Жанна ушла от болезненной темы:
– Мой Коля говорит, что женщину необязательно понимать. У нас слишком разные системы мышления. Ее надо баловать радовать и жалеть. А еще проявлять уважение. И самому быть терпеливее, уметь мириться, если даже не виноват, быстро прощать. Тогда легче достичь взаимопонимания. Когда сыночка первый раз увезли в больницу, я плакала, прижимала его ношеную рубашечку к лицу, вдыхала запах его тельца, а он не понимал моего волнения и жалел меня. А беременной я ревновала мужа к работе. Мне хотелось быть для него главной, ни с кем не делить…
– Везет же некоторым. Он у тебя подкаблучник? – спросила Инна.
– Утверждает, что счастливый подкаблучник.
– Мужчины говорят, что война несет смерть, но учит преодолению, иначе не будет развития ни человека, ни общества, – сказала Инна.
– А без войны простым людям нечего преодолевать? Война – орудие политиков, – угрюмо заметила Жанна.
– Достоевский писал: «Они идут не убивать, а жертвовать собой».
– Прекрасное
– Мужчина должен выходить за пределы самого себя, учиться находить способы разрешения непредсказуемых ситуаций.
– Женщинам это тоже нужно. Мужчина может прожить жизнь нигде, кроме армии не столкнувшись с такой необходимостью, – сказала Аня.
– Я понимаю, если речь идет о защите своих границ. Мой сын литературу буквально понимал. Любил Гайдара, Лермонтова, говорил, я несу ответственность за Родину.
– Литература всякая бывает. Окуджава и Толстой с болью писали об ужасах войны, – сказала Аня.
– Но и с гордостью. – дополнила Инна.
– Почему моему соседу не снимись ужасы войны, а мой сын не мог спать после гибели товарищей?
– Психо-физические качества мужчин разные. Соседа, наверное, тронет только гибель близкого человека, родственника. Такие после атаки хохочут. Они опять готовы идти в бой. Воевать – их работа. А смеются они потому, что живы остались. Для них главная беда – бесчестие. И с годами их отношение к войне не меняется. Они гордятся своим послужным списком тех лет, когда они были в горячих точках, – объяснила Инна. – В автокатастрофах каждый день кто-то гибнет, но за руль люди все равно садятся.
– А и правда, услышишь об очередном происшествии на дороге, сердце сожмется жалостью… и через минуту забываешь.
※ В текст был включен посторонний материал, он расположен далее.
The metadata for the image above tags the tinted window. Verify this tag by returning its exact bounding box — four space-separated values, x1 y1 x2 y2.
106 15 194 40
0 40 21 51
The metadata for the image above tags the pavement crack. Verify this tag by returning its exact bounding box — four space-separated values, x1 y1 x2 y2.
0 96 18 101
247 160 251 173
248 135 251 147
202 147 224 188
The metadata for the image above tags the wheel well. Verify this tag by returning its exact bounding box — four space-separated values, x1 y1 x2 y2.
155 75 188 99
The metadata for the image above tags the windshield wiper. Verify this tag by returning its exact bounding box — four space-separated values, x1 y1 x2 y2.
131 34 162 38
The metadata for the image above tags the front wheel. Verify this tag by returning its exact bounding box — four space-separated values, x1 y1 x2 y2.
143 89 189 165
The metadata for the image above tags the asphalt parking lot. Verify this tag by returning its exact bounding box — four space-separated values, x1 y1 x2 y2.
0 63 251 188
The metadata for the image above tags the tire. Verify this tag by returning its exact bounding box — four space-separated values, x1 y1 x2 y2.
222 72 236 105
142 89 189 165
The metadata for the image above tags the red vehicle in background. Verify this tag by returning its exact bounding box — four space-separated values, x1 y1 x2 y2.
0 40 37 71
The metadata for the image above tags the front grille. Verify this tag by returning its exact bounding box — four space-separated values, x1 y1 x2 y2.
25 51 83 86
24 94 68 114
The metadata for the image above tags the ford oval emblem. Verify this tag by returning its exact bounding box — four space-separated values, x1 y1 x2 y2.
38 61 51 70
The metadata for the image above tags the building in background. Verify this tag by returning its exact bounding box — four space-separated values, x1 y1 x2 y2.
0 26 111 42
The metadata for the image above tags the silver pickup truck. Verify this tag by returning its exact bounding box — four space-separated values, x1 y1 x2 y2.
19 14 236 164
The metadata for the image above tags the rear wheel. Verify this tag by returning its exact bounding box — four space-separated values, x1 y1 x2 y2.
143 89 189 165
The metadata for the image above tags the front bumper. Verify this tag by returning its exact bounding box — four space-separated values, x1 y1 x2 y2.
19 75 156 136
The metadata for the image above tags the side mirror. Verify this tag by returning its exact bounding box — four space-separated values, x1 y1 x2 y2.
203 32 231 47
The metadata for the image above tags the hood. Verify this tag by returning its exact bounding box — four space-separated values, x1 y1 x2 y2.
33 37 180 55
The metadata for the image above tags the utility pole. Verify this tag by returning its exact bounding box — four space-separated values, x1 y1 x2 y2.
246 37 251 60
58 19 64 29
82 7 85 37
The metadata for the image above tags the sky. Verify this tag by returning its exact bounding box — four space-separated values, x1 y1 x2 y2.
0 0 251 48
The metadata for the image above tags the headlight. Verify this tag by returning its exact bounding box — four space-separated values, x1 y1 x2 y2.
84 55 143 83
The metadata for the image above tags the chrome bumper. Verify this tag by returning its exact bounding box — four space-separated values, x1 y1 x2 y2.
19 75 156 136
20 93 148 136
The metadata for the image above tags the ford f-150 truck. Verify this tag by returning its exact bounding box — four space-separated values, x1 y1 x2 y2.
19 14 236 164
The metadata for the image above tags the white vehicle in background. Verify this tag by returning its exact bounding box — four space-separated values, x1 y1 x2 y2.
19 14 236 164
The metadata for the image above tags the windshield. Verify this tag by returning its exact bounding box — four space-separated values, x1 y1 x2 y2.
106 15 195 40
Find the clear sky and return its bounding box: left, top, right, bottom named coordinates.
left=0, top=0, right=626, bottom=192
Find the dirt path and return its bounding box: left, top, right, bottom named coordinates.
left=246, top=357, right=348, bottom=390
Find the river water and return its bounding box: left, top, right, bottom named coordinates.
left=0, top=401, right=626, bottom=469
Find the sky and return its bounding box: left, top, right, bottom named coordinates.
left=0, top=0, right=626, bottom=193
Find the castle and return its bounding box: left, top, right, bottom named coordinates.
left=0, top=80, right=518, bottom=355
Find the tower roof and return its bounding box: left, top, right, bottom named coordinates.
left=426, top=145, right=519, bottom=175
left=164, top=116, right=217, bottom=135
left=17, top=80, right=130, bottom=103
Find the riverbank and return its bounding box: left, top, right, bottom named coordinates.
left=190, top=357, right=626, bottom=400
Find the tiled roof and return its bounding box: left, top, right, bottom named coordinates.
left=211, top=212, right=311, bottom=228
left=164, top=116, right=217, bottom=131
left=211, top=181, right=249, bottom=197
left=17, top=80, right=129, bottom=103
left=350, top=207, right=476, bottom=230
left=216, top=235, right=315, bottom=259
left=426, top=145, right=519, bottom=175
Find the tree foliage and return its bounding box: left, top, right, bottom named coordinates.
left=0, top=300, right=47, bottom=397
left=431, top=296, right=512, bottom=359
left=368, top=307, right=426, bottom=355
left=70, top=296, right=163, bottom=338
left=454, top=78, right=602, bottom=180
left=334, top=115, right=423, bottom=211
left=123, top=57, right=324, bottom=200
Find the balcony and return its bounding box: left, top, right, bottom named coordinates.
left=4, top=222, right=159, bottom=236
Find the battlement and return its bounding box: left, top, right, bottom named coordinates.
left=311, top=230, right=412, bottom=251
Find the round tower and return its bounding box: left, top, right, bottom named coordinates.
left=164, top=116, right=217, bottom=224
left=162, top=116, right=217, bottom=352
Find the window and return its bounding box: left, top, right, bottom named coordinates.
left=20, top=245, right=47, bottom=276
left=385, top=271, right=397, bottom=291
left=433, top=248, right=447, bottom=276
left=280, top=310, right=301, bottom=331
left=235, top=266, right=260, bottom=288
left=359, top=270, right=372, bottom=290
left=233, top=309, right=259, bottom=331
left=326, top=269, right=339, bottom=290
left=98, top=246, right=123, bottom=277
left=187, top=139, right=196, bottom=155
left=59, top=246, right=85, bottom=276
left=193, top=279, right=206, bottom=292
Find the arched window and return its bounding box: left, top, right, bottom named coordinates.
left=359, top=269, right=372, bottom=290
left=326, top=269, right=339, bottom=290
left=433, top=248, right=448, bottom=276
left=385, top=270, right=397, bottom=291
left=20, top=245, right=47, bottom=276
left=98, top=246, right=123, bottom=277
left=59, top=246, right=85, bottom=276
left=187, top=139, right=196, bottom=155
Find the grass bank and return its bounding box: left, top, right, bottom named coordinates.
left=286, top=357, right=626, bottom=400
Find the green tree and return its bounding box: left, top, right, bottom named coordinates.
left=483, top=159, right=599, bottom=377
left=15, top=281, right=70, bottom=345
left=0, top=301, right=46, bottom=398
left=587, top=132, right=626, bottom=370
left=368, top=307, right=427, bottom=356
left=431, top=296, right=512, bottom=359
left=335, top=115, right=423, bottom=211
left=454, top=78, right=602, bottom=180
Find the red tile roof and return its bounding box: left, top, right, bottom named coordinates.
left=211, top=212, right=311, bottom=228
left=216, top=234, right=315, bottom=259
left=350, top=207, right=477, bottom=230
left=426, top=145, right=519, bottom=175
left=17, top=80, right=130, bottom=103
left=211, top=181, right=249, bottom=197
Не накапливаются в памяти чужие беды, – сказала Аня.
*
– …Потом воскресим разрушенные общим безумием храмы. Восстановление церквей я должна воспринимать, как одну из возможностей гражданского самовыражения? – спросила Аня.
– Трясти обветшалым прошлым?.. Каково время, такова и миссия. Всплеск мистических настроений в обществе, в котором происходят серьезные коллизии, явление обычное, – с холодной убежденностью сказала Инна.
– По каким таким таинственным тропинкам прошлого блуждает твоя душа? Что ей дорого? – задумчиво пробормотала Аня.
– Теперь с развитием технологий приходится быстро менять не только свои привычки, но и убеждения, – заметила Жанна.
– Не погрешу против истины, если скажу, что люди в большей или меньшей степени зомбируются системами, в которых живут. При Сталине больше, при Хрущеве, допустим, меньше, – сказала Инна. – Помнишь «осадное сознание», когда кругом враги? Удобная форма влияния на массы. С многим миришься, если враг у ворот.
– В Америке такая же система. Только они помалкивают. Может, и правы. Не всегда вся правда должна быть известна миллионам и обсуждаться ими. Наверное, поэтому Хрущев, ниспровергая Сталина, не трогал Ленина? Только Бунин все равно развенчал вождя пролетариата зло умно резко и открыто. Такое было внове. А мы, будучи студентами, набрасывались даже на самоиздат. Потом и Хрущева отстранили… – поддержала разговор Жанна.
– Не только «Баню» из-под полы читали, – рассмеялась Инна.
Аня уловила пошловатую интонацию и вопрошающе уставилась на Инну. Ей было невдомек, что от нее прятали подобного рода «литературу».
«Не серебреный век, это уж точно», – поймав этот взгляд, хмыкнула про себя Инна, и будто почувствовала на кончиках пальцев ощущение торопливо пролистываемых тончайших замусоленных листочков, которые она хоть и выборочно, но иногда читала, закрывшись на шпингалет в бытовке, не имеющей окон.